Un père décède, laissant sa fille, représentée par sa mère. La mère, divorcée du père, n'intervient dans le règlement de la succession qu'en qualité d'administrateur légal de sa fille ; elle n'a elle-même aucune vocation successorale. Néanmoins, le département de la Gironde identifie un risque de conflit d'intérêts entre la mère et la fille et demande au juge des tutelles la nomination d'un administrateur ad hoc chargé de représenter l'enfant dans les opérations de liquidation de la succession. La mère estime au contraire qu'il n'existe pas d'opposition d'intérêts puisque, n'ayant pas la qualité de conjoint survivant, elle n'est pas héritière.

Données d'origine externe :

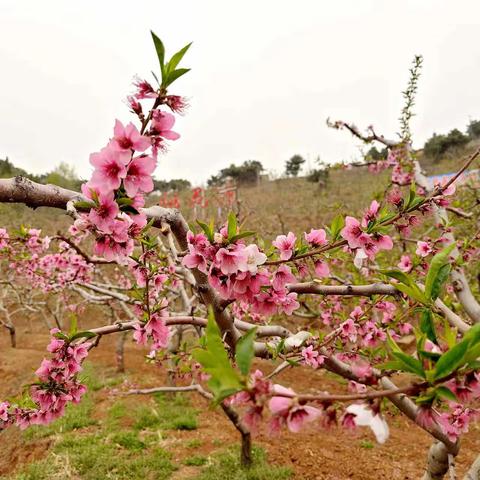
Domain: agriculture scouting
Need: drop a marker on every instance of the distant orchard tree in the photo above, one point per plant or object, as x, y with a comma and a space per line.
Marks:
63, 175
376, 154
246, 173
177, 184
294, 165
473, 129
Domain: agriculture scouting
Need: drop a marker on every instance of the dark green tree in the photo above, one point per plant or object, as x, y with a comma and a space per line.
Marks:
294, 165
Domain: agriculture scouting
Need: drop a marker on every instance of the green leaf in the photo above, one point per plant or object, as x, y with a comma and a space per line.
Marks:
390, 365
451, 360
83, 205
160, 52
410, 364
337, 225
231, 225
449, 334
61, 336
177, 57
444, 392
224, 380
402, 277
411, 195
73, 325
244, 351
392, 344
172, 76
430, 355
427, 326
207, 230
86, 334
241, 235
413, 292
124, 201
437, 274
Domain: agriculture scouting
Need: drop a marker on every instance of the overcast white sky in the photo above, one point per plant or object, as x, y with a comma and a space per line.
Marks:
265, 75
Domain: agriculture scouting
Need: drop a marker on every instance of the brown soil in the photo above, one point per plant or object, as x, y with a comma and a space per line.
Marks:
319, 454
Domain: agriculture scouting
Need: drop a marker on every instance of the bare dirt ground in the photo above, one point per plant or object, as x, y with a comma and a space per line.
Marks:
316, 453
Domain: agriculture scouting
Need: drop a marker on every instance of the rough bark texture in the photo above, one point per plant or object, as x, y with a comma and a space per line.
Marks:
474, 472
437, 462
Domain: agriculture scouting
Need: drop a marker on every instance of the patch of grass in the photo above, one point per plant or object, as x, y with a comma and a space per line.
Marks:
76, 417
171, 412
196, 461
115, 413
128, 440
226, 466
195, 443
93, 456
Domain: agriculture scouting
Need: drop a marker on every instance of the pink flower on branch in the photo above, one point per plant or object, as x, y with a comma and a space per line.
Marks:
139, 175
286, 245
423, 249
129, 138
110, 169
162, 125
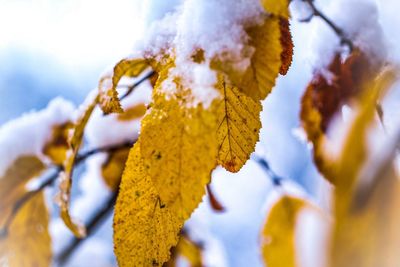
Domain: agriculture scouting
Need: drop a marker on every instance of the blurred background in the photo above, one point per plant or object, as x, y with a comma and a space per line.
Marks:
60, 48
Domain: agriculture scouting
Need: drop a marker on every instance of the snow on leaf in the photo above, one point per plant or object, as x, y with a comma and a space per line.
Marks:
179, 147
278, 236
238, 127
108, 95
145, 228
75, 140
277, 7
259, 79
27, 243
325, 97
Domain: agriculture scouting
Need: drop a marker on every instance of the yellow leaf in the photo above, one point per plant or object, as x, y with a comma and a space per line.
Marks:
113, 168
277, 7
238, 127
132, 113
75, 141
27, 242
108, 95
145, 228
366, 231
259, 79
179, 147
12, 184
287, 46
57, 148
278, 237
324, 99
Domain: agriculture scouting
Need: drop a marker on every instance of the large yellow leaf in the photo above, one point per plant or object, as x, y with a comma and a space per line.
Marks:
108, 95
75, 141
27, 243
179, 148
259, 79
145, 228
278, 236
277, 7
324, 99
188, 250
238, 127
113, 168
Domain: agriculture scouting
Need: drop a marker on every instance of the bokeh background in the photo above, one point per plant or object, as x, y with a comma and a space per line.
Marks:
60, 48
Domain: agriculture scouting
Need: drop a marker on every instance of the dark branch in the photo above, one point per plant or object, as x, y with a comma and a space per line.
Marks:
93, 224
25, 198
52, 178
344, 40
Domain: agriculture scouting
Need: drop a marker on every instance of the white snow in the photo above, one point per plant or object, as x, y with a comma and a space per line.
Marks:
216, 27
107, 130
29, 134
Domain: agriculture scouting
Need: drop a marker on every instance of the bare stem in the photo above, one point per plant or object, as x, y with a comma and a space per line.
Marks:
276, 179
94, 223
344, 40
51, 179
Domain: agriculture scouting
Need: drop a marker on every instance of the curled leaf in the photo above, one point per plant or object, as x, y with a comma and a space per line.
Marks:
75, 141
108, 95
325, 97
287, 46
179, 148
113, 168
259, 79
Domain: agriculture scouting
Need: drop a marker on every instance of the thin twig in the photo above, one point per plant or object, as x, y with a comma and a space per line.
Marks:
25, 198
276, 179
344, 40
93, 224
52, 178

Une association de protection de l'enfance est désignée en qualité d’administrateur ad hoc par la cour d'appel de Bordeaux. Si la mère n'est pas en opposition d'intérêts avec sa fille dans le règlement de la succession puisqu'elle ne peut prétendre à aucun droit dans cette dernière, elle a néanmoins :
- manifesté devant une assistante sociale son intention d'employer les sommes héritées par sa fille au règlement de dettes personnelles et à l'achat d'une voiture ;
- retardé le règlement de la succession en faisant appel du jugement de divorce, deux ans après son prononcé, alors que son ex-époux était remarié ;
- attendu trois ans après le décès pour transmettre l'acte de décès au juge des tutelles, en dépit des réclamations du magistrat, et laissé sans réponse l'initiative de l'association de protection de l'enfance pour l'associer aux démarches relatives à la liquidation de la succession.

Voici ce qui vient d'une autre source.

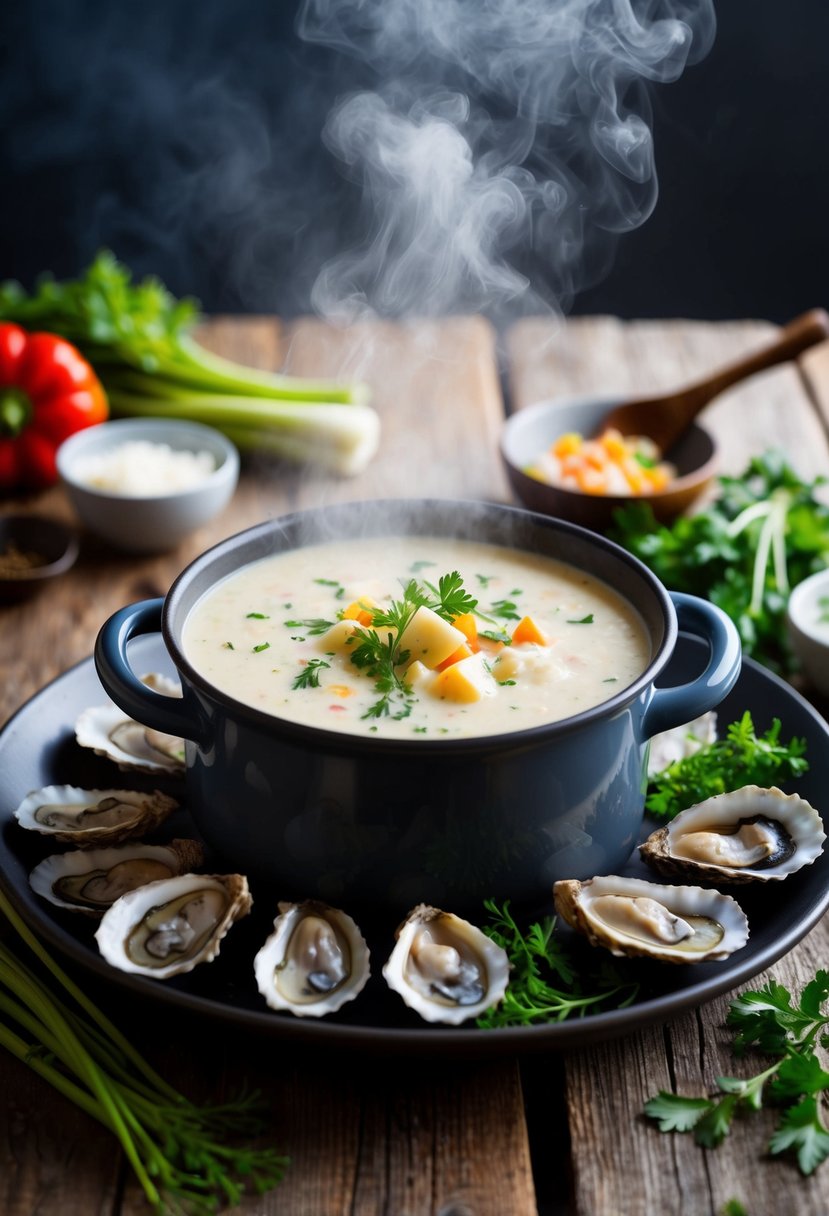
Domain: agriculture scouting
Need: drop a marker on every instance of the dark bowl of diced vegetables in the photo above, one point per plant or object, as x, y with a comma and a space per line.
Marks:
586, 483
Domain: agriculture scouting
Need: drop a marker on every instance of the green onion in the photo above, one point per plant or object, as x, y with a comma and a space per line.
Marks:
176, 1149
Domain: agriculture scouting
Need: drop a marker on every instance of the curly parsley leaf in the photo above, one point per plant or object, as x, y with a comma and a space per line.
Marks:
742, 758
545, 985
768, 1020
309, 677
763, 534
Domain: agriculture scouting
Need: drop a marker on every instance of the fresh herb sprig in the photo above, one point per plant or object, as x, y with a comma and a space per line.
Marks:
376, 649
740, 758
182, 1154
545, 985
796, 1082
762, 535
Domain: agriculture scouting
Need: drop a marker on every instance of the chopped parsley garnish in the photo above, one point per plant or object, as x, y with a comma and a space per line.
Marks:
332, 583
506, 608
314, 626
309, 677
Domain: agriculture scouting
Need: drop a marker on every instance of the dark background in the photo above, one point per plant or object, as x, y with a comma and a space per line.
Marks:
114, 116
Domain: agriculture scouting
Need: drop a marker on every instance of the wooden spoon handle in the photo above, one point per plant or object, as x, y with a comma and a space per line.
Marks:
795, 337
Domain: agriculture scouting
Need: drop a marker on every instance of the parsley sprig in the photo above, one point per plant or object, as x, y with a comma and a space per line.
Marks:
376, 651
545, 985
742, 758
762, 535
796, 1082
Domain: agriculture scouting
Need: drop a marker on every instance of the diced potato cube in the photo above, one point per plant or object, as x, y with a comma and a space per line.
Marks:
337, 637
429, 637
464, 681
418, 676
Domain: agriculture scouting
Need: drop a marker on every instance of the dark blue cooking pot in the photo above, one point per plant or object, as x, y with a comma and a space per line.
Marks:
366, 820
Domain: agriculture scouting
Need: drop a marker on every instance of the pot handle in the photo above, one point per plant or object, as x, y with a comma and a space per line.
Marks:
674, 707
146, 705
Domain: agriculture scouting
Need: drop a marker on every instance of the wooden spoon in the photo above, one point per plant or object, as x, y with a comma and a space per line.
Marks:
664, 418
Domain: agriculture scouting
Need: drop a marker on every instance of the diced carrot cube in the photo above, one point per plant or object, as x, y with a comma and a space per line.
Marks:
360, 611
614, 444
567, 444
468, 625
528, 631
462, 652
591, 482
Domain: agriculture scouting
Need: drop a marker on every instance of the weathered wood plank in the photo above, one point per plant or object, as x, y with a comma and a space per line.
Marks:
620, 1161
430, 1140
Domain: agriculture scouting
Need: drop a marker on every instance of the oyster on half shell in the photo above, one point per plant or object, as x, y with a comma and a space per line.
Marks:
90, 879
675, 924
169, 927
444, 967
313, 962
751, 834
110, 732
92, 816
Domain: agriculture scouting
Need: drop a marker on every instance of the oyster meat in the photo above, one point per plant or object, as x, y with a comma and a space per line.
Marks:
90, 879
314, 961
168, 927
92, 816
751, 834
110, 732
444, 967
675, 924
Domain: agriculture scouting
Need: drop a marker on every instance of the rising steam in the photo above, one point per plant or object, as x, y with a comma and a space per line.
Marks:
500, 136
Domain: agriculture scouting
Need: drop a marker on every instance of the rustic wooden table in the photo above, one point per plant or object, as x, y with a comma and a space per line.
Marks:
550, 1135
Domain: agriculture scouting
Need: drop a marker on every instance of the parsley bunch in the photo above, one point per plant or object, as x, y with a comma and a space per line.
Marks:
543, 981
763, 534
796, 1082
742, 758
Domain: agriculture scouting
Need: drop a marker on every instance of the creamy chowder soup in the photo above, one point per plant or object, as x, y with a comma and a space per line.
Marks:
416, 636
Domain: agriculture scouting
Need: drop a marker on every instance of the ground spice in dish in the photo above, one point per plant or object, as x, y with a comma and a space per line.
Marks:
16, 563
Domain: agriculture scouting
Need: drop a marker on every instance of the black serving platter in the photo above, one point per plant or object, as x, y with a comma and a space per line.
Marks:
38, 748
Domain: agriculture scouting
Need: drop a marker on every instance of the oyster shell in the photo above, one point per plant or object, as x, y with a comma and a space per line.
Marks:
751, 834
110, 732
629, 916
92, 816
90, 879
169, 927
314, 961
444, 967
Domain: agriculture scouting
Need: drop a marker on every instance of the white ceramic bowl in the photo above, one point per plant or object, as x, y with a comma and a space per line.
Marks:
807, 619
157, 519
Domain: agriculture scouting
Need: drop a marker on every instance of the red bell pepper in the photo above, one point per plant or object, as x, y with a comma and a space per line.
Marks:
48, 390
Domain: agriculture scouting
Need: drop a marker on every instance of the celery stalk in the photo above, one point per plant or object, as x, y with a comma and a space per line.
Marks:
342, 439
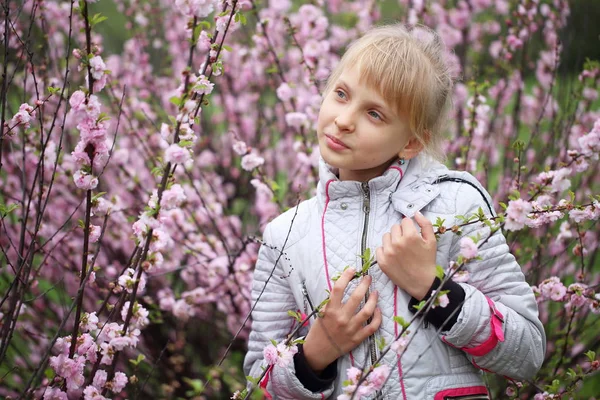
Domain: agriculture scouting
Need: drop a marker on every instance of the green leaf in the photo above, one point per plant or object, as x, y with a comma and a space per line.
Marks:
7, 209
439, 272
420, 305
138, 360
97, 18
591, 355
176, 100
401, 321
98, 195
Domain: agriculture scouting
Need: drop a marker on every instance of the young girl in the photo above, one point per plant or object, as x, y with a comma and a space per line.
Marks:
379, 131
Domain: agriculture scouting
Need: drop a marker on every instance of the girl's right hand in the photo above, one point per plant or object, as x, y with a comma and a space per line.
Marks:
341, 329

La Cour de cassation confirme l'arrêt d'appel. Aux termes de l'article 383, alinéa 1 du Code civil dans sa rédaction issue de l'ordonnance 2015-1288 du 15 octobre 2015, lorsque les intérêts de l'administrateur légal unique ou, selon le cas, des deux administrateurs légaux sont en opposition avec ceux du mineur, ces derniers demandent la nomination d'un administrateur ad hoc par le juge des tutelles. À défaut de diligence des administrateurs légaux, le juge peut procéder à cette désignation à la demande du ministère public, du mineur lui-même ou d'office.
Ayant fait ressortir que, par son comportement, la mère a perturbé le règlement de la succession dans un intérêt contraire à celui de sa fille, la cour d'appel, qui en a souverainement déduit l'existence d'un conflit d'intérêts entre elles, a légalement justifié sa décision.
À noter :
1. L'opposition d'intérêts entre le ou les administrateurs et le mineur est une question de fait soumise à l’appréciation souveraine des juges du fond (Cass. 1e civ. 5-1-1999 no 96-19.759 D ; Cass. 1e civ. 25-3-2009 no 08-11.552 F-D : BPAT 3/19 inf. 107). En l'espèce, le comportement de la mère contraire aux intérêts de l'enfant suffisait à caractériser l'existence d'un conflit d'intérêts, peu important qu'elle n'ait pas de vocation successorale.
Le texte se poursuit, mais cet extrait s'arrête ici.